Time flies when you’re having fun. My time at PAX South feels like yesterday, which is all the weirder to me now that I’ve played through Slime-San. Just a few months ago at the convention, I played a demo of the title and expressed my thoughts on the slice of it that was playable at the time. Now that Slime-San released on Steam, I can only provide a more detailed look at what the title has to offer.
Slime-San has been swallowed whole by a giant worm. The entire game takes place inside the worm’s stomach and the title character has to escape. This is one of those games that doesn’t actually get a score for the story. It won’t be reflected in my final review score.
The game has a distinct visual style composed of only three colors. Save for a background made of shades of blue. It’s almost NES-esque, yet at the same time there is a constant sense of animation and motion.

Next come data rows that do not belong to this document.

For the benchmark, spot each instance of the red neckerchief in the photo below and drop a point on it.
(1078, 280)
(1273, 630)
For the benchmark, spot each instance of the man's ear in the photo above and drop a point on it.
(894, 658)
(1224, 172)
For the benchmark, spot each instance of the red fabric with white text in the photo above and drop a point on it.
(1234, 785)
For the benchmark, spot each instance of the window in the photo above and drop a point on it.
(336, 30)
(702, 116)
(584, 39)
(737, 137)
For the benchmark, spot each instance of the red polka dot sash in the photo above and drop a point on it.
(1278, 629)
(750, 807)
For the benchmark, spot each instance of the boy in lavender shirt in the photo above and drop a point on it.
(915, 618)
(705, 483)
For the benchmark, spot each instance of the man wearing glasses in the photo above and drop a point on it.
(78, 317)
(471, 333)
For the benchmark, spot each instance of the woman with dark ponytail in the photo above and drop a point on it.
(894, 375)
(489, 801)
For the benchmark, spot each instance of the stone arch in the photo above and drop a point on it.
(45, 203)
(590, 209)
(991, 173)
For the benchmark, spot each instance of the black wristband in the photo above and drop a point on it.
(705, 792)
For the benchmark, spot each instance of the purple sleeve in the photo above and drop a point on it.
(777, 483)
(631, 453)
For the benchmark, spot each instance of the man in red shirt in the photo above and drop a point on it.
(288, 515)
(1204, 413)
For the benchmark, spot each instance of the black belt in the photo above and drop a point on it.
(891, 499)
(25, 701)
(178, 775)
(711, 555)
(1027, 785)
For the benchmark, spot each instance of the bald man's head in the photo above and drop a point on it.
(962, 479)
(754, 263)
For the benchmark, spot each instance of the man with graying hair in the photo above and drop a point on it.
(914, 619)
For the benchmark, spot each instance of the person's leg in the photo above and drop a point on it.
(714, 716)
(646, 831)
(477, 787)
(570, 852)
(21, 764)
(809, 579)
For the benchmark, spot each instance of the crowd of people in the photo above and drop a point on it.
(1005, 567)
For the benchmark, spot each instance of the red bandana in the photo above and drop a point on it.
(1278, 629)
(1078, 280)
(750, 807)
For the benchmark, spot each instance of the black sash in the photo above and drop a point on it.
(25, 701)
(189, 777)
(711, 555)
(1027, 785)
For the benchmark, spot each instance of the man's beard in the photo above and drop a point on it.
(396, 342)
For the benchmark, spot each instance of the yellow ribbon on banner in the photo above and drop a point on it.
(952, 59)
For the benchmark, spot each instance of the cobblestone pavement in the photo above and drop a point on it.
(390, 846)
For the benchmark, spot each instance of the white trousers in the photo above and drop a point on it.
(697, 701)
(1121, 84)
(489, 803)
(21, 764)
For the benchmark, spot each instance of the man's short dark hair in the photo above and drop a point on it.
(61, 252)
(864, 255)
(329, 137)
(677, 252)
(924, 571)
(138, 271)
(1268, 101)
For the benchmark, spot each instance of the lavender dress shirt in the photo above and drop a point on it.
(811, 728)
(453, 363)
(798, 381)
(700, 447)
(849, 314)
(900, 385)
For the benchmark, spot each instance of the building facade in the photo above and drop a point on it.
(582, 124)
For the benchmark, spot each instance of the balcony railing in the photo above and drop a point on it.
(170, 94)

Slime and “blood” liquids are seamlessly fluid, especially considering the game runs in sixty frames per second. There’s an appealing sense of rhythm thanks to the animated background and the “beating” borders that surround level layouts. I also love how level transitions show Slime-San bounce around in the worm’s innards. The tongue-in-cheek loading screens aren’t too shabby either. One thing that felt a tad off-putting was the inclusion of various NPCs Slime-San would get to meet every now and again. It isn’t that they aren’t charming or funny, but they really don’t serve any purpose other than to take up an otherwise empty room in between level divisions. I wish they actually did something.
One word comes to mind when I think of the sound department: Arcade. The sound effects make me feel like I’m playing an arcade game. I mean that in the best way possible. They along with the superbly catchy chiptune soundtrack make Slime-San as a whole sound addictive. Whenever I had to move on from one world to the next I was actually a little sad. I would no longer hear the song that played during the selection of levels I went through. Yet, I kept wondering how head-bopping the next track would be. I hadn’t been disappointed in that regard.
Slime-San is one of those games that challenges the player through reflex-based platforming gauntlets. I’ve played through and reviewed my fair share of these games throughout my time on TICGN. I think my favorite has to be this one if just for how enticing it presents itself. This 100-level journey cleverly mixes up the platforming with all sorts of mechanics and hazards to keep things spicy. On top of those elements is a time limit that would slowly summon the worm’s stomach acid to wipe out the player if it runs out. That part may sound pressuring, but the levels are broken into small and confined segments. The game encourages a quick pace through at least some of the moves Slime-San is able to pull off. If players want to toggle Slime-San’s prowess, there is an in-game shop for purchasing playable slime characters with different balances in their abilities.
The title character can dash, wall jump (a la Mega Man X), change between transparent and solid color, and even jump in mid-air if it slides off of a platform. As levels progress players get tested on these abilities as the layouts find new ways to make them relevant. There may be walls hanging above pits where players would have to strategically zip across from one wall to another for example. Other situations include reaching areas by dashing upward to have it act as a double jump, going through key panels to unlock a doorway, and hopping through green platforms or walls in transparent form.
Slime-San places an emphasis on color coding to some degree. Everything that’s green can be reacted to in ways that could benefit the player. Touch anything that’s red however and the player’s dead. Thankfully death isn’t much of an issue. Dying would take away seconds of progress due to each level being composed of bite-sized chunks. Although some levels can get demanding with precision; believe me when I say there are some annoying bits at times. There’s never a time where I spent over ten minutes on any of the hundred levels featured in the game (aside from maybe the last one). For the most part Slime-San is fast, frantic, fair, and fun.
Overall, Slime-San is a force to be reckoned with. My experience with the title has been a lengthy, addictive one. There’s a lot of meat to it, yet it almost doesn’t spare any expense to offer a hugely satisfying arcade-like package. I highly recommend picking this up if you’re a platformer fanatic craving a challenge and style of this caliber.